UC Davis in the (local) news

December 2nd, 2009

Stevens’ research in the Las Vegas Sun. According to the article, Vegas has 4,000 homeless students in its public schools. Either Vegas is much bigger, younger and poorer than I had thought or this number is wrong.

5 Responses to “UC Davis in the (local) news”

  1. swong Says:

    Or maybe they’re using a different definition for “homeless” than you would expect.

  2. pushmedia1 Says:

    That may be. I think of sleeping outside as being homeless, but maybe they count those kids (and families) that are staying at a relatives house, or something.

    I don’t know where to find homelessness data.

  3. swong Says:

    Hm, the number doesn’t seem so implausible when considering how big the school district is. ~310,000 students…

    $3 billion annual budget! Dayum!

  4. pushmedia1 Says:

    So there’s a 1.5 million people in greater LV. About 1% of the US population experiences homelessness in a year and less than 1/4 of that is homeless at any given time. LV, then, has about 15,000 people experience homelessness per year and about 4,000 at any given time. A third of homeless are children (presumably most of these are going to public school), so there’s 5,000 and 1,300 homeless children in LV (depending on how you count) if LV looks like the rest of the country demographically.

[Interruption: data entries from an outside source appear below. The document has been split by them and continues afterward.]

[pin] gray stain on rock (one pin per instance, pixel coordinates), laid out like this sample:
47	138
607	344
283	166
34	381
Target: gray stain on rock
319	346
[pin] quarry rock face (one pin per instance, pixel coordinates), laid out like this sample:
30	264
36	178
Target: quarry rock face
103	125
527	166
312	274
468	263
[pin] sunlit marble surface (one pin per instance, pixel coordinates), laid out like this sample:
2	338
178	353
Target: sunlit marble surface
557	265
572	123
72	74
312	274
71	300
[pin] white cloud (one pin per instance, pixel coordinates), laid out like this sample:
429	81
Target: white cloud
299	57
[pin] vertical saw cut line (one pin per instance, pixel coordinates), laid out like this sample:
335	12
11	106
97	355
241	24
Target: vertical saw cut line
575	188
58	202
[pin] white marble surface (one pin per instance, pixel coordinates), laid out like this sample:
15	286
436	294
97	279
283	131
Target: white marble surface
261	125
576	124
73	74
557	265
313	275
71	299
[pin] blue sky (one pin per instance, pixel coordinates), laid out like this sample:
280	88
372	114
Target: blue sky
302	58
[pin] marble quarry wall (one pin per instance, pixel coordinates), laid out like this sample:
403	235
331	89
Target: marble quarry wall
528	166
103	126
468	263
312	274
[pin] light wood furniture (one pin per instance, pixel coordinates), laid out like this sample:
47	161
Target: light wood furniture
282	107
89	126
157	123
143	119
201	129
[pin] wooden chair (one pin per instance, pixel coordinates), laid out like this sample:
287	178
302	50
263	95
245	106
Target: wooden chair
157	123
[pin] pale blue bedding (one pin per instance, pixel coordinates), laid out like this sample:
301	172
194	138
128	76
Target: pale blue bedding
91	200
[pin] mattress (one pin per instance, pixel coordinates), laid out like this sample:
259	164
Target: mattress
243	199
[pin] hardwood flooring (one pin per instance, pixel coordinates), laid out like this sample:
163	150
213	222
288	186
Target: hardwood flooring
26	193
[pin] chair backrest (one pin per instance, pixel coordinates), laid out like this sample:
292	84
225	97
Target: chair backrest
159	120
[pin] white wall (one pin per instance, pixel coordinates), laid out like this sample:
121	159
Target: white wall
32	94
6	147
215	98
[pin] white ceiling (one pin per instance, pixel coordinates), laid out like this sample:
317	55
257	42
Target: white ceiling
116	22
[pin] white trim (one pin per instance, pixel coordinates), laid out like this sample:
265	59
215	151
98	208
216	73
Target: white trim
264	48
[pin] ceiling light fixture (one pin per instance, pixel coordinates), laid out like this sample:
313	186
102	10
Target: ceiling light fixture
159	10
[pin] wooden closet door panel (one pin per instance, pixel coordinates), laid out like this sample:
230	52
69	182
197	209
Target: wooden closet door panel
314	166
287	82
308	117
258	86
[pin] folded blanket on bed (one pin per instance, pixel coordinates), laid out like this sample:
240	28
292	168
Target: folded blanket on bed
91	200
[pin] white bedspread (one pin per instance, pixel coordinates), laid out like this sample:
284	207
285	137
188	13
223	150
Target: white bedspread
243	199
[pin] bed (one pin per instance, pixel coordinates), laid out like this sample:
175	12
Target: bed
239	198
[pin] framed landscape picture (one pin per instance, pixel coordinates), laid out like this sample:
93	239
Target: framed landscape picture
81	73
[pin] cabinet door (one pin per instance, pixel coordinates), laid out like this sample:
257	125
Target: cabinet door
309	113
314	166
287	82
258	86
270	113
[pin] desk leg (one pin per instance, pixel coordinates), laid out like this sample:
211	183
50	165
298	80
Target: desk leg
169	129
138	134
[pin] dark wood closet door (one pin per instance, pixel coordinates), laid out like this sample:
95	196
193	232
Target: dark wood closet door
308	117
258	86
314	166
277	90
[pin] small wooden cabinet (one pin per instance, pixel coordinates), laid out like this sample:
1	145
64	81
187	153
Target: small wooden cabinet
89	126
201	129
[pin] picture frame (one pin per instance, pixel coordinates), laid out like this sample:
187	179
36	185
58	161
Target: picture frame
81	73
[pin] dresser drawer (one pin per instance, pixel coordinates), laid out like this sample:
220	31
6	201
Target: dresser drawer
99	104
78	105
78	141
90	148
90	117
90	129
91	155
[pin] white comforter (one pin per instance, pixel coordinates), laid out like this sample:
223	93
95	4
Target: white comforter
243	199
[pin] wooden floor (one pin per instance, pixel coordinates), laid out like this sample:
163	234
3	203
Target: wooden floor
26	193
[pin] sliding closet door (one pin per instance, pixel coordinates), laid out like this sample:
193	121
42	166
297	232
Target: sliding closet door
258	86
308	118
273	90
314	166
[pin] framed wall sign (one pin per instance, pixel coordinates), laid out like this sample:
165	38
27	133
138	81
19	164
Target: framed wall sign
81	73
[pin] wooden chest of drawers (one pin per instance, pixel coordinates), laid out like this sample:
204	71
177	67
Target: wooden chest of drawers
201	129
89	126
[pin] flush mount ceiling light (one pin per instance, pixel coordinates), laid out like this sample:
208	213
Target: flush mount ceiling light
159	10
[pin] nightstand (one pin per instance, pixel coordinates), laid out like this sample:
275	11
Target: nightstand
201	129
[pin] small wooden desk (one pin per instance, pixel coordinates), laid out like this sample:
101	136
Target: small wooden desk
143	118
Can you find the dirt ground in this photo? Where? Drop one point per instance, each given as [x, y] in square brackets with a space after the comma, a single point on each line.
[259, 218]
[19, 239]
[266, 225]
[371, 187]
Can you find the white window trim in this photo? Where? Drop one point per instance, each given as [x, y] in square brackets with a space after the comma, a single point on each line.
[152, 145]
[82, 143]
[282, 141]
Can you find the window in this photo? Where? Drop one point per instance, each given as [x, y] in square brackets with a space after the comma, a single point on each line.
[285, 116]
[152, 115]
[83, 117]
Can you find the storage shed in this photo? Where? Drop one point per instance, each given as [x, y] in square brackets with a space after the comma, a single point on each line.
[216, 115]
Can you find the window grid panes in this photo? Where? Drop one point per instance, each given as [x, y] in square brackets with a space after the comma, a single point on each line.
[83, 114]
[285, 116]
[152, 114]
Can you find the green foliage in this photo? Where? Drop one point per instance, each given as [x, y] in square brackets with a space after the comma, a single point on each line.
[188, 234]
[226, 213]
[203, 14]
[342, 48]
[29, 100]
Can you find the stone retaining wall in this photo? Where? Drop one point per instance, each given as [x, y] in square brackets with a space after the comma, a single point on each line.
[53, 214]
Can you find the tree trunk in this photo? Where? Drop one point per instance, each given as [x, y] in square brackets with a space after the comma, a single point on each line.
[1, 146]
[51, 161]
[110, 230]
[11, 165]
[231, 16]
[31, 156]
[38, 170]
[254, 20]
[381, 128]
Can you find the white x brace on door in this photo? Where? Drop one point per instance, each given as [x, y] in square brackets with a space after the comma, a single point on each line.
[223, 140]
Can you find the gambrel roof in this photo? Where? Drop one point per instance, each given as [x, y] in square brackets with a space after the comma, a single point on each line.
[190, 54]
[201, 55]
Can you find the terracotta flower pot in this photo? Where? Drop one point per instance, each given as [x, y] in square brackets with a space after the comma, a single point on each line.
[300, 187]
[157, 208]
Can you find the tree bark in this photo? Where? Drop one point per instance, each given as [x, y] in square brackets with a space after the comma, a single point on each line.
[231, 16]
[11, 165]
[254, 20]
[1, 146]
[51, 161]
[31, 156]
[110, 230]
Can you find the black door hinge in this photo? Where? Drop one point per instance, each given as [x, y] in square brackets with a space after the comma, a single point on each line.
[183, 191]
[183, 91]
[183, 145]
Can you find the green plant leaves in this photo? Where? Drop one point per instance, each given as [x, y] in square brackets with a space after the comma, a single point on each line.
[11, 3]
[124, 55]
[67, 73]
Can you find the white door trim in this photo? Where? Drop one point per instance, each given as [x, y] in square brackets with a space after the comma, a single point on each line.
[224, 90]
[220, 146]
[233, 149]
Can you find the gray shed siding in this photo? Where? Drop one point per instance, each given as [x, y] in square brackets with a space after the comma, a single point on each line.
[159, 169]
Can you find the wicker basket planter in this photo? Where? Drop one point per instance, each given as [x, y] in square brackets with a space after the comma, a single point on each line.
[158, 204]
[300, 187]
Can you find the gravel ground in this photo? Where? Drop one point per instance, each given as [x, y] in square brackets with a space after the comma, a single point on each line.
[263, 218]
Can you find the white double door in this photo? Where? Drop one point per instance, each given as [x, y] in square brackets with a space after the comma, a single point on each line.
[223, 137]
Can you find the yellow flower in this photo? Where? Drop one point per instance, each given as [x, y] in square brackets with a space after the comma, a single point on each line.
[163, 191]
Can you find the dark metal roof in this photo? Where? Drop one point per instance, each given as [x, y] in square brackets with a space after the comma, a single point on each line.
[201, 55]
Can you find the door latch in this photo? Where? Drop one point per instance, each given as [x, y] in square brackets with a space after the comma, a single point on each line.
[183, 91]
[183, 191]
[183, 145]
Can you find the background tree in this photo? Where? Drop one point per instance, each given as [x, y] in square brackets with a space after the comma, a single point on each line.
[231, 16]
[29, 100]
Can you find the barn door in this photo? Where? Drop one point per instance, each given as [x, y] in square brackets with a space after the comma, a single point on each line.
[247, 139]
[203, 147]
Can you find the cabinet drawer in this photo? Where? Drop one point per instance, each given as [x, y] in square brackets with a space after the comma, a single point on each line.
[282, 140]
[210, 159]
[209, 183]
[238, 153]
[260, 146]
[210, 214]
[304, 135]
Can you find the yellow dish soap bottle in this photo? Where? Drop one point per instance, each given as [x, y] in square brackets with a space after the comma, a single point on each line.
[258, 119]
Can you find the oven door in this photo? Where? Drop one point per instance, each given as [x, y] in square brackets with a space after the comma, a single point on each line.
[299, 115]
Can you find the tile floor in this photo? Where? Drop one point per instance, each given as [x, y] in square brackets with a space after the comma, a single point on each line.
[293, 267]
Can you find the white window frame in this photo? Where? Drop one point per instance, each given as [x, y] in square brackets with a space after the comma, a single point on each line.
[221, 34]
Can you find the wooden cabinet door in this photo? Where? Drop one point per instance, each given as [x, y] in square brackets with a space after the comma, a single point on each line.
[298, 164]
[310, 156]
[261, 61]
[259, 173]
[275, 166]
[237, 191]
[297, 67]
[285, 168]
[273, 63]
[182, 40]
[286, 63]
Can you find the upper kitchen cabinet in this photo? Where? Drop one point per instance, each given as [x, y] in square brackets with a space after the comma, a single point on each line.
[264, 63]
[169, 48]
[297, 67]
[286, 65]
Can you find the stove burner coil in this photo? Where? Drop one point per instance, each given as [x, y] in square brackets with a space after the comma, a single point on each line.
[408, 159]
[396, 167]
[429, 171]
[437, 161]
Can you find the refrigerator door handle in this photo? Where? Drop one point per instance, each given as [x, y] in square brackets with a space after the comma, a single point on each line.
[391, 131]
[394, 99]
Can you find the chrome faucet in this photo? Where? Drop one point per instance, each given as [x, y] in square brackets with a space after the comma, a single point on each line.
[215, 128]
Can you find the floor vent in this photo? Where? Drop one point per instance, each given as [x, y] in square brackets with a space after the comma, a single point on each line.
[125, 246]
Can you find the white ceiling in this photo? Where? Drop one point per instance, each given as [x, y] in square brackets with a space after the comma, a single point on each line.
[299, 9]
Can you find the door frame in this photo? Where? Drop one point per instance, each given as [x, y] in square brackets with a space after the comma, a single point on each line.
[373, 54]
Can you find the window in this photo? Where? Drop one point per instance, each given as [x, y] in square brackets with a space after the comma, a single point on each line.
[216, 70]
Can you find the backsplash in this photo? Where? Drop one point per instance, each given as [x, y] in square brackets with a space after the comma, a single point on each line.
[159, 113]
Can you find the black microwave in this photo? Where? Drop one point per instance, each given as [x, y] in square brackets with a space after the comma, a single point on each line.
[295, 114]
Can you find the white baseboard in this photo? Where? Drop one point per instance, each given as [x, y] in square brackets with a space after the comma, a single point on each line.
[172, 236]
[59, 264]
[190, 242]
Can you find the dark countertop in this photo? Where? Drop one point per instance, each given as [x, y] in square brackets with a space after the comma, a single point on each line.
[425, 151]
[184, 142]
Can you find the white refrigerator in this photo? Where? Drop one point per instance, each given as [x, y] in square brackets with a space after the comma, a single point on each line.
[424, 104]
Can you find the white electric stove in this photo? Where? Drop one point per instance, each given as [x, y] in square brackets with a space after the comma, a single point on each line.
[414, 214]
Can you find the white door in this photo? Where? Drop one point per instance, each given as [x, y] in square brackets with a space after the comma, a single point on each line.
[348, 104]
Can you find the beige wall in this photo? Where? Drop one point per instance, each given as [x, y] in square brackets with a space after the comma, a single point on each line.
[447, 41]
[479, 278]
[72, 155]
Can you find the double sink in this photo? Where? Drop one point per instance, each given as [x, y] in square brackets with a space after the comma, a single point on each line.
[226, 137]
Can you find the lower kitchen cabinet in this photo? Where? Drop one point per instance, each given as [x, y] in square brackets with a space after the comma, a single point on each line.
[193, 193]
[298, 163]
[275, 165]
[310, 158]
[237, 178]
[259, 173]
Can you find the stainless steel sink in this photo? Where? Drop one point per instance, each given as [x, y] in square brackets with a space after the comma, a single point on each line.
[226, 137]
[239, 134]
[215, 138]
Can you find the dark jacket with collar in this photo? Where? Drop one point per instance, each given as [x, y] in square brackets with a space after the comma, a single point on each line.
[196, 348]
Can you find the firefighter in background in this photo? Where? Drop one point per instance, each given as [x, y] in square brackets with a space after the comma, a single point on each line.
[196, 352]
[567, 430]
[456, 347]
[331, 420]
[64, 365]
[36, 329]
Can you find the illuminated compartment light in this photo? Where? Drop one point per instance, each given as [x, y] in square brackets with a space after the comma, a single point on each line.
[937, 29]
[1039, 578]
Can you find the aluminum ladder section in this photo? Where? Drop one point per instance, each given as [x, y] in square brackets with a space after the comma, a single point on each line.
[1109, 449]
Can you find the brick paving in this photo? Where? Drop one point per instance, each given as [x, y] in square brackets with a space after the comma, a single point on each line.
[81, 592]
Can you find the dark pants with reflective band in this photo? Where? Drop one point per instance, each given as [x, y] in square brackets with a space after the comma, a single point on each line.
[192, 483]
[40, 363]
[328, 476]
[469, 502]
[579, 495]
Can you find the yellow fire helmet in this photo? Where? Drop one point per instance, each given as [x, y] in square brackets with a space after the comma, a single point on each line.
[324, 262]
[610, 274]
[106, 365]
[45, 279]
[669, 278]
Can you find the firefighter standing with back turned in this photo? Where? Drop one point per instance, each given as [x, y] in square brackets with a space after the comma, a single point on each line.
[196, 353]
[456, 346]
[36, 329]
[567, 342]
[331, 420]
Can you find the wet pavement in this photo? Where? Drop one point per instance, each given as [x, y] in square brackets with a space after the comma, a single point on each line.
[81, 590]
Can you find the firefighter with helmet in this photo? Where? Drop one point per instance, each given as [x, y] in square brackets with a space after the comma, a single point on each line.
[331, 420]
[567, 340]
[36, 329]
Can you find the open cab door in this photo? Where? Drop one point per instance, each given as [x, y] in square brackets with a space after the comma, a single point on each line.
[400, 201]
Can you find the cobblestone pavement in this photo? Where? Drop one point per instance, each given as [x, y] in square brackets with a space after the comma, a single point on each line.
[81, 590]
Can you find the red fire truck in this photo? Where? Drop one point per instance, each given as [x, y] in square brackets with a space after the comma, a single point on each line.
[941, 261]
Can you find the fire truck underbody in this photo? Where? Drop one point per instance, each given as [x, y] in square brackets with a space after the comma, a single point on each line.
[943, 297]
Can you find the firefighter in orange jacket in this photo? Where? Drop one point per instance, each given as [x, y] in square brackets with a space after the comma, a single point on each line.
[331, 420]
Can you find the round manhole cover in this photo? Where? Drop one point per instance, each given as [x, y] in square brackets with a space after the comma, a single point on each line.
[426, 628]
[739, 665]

    The article made it sound like it was talking about homeless-right-now children, i.e. the 1,300 number which is much smaller than the article’s 4,000 figure. This suggests LV is either 3 times poorer (more total homeless) or 3 times younger (more homeless children) or some combination of the two than the rest of the country.

    These data are from wikipedia which also reports the poverty level in LV is less than the national average. There doesn’t appear to be an outsized number of children either (which was my prior). So basically, this means I’m calling bullshit on that statistic…

  5. swong Says:

    Or the journalists fudged the term, mixing up “homeless” and “living below the poverty line” or something. I only see the word “homeless” mentioned once in that first paragraph.

    An article on thousands of kids attending school by day and sleeping under overpasses at night in a major American city would surely be Pulitzer-worthy material. Most of the article is about impoverished families and poor student achievement.